Hardware: an NVIDIA GPU with ≥ 24 GB VRAM is recommended. The pipeline loads SAM3, AnySplat, and SAM-3D-Objects sequentially and the SAM-3D-Objects stage in particular is memory-hungry.

2.1 Clone with submodules

git clone --recursive https://github.com/Yuchi-Zhang-00/sam3d_gs.git
cd sam3d_gs

If the submodules were not initialized at clone time:

git submodule update --init --recursive

2.2 Install the Python environment

The recommended path is the bundled one-command installer:

bash scripts/install_env.sh

It creates .venv, installs PyTorch for CUDA 12.8, the submodule dependencies, and the project-level runtime dependencies.
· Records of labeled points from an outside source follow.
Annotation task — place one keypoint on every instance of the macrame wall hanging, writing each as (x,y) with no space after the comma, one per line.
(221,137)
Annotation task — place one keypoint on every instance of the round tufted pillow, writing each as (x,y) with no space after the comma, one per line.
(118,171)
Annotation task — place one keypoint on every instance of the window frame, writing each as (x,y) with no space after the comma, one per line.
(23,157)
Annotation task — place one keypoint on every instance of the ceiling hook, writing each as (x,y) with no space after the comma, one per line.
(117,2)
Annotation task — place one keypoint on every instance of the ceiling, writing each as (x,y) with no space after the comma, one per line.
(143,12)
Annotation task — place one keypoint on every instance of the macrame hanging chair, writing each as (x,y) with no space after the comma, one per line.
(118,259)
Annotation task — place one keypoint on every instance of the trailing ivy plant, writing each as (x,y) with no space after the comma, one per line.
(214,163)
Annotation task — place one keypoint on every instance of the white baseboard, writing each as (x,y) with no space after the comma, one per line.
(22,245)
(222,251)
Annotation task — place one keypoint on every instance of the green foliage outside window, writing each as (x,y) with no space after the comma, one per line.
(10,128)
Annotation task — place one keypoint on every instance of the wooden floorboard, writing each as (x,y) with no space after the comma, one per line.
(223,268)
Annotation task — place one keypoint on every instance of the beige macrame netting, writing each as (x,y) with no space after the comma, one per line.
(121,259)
If you would rather run each step yourself, see install.md. It also documents the small SAM-3D-Objects requirements-file patches and the AnySplat kernels.cu fix used to build the CUDA RoPE2D kernel.

2.3 HuggingFace access

The pipeline pulls three models from HuggingFace:

Model Used by Access
facebook/sam3 Prompt-Inpaint (Stage 1) Gated — request access on the model page
facebook/sam-3d-objects SAM-3D-Objects (Stage 3) Gated — request access on the model page
lhjiang/anysplat AnySplat (Stage 2) Public (MIT)

After accepting the agreements on the two gated pages, log in once:

hf auth login

The two gated models need explicit local placement and are fetched by a single bootstrap script (run once, after hf auth login):

bash scripts/download_checkpoints.sh
Model Target
facebook/sam-3d-objects submodule/Sam-3d-objects/checkpoints/hf/ (Hydra config tree, not fetched by from_pretrained)
facebook/sam3 submodule/Prompt-Inpaint/checkpoints/sam3.pt (~3.3 GB; placed locally so it isn't lost when ~/.cache is cleaned)
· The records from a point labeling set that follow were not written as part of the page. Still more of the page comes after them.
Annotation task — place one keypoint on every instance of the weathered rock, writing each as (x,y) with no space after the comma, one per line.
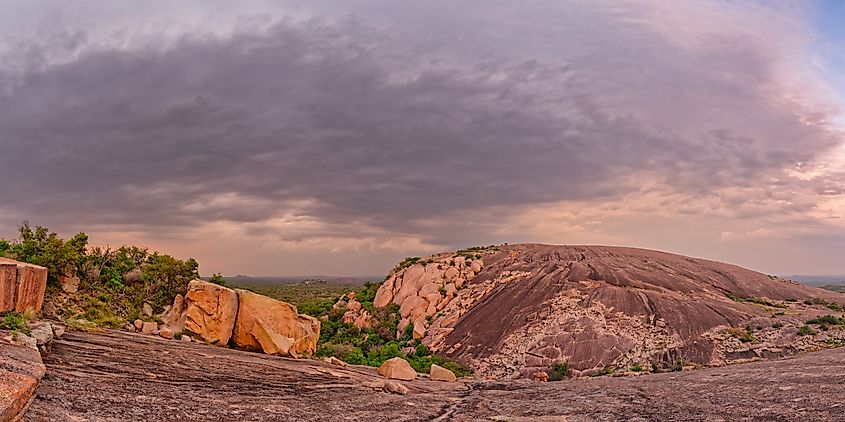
(22,286)
(42,333)
(277,323)
(395,387)
(439,373)
(397,368)
(166,333)
(21,369)
(211,311)
(419,329)
(149,327)
(540,376)
(174,317)
(69,284)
The script is idempotent and is also invoked automatically by run_object_generation_pipeline.sh on first run. Use --skip-sam3d, --skip-sam3, or --force to control individual stages.
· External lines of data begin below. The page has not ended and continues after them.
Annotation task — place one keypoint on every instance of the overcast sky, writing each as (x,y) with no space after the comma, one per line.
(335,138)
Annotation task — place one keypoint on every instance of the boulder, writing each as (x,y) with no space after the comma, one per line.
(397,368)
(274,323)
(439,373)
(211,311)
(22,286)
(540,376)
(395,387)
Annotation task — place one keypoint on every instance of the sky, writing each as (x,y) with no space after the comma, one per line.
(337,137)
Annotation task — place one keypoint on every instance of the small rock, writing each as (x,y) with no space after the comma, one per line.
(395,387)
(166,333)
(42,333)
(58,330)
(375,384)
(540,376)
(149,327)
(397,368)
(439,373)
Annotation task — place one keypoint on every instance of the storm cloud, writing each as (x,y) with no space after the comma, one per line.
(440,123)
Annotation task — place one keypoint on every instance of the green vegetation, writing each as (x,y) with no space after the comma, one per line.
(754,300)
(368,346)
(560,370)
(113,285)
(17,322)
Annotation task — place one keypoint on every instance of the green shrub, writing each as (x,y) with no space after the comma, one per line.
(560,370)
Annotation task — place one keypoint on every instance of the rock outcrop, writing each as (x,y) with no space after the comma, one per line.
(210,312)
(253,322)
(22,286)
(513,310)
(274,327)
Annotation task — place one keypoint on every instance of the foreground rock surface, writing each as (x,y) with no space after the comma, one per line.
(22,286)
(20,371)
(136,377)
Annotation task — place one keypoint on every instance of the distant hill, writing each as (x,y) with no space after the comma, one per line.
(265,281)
lhjiang/anysplat is also fetched by the same bootstrap script (into the standard HuggingFace hub cache at ~/.cache/huggingface/hub/). It is public (MIT), so no hf auth login is required for this one — pre-fetching just keeps the first Stage-2 run from doing a multi-GB download. Pass --skip-anysplat if you'd rather have AnySplat pull it lazily on first run.


2.4 Docker image (alternative to 2.1–2.3)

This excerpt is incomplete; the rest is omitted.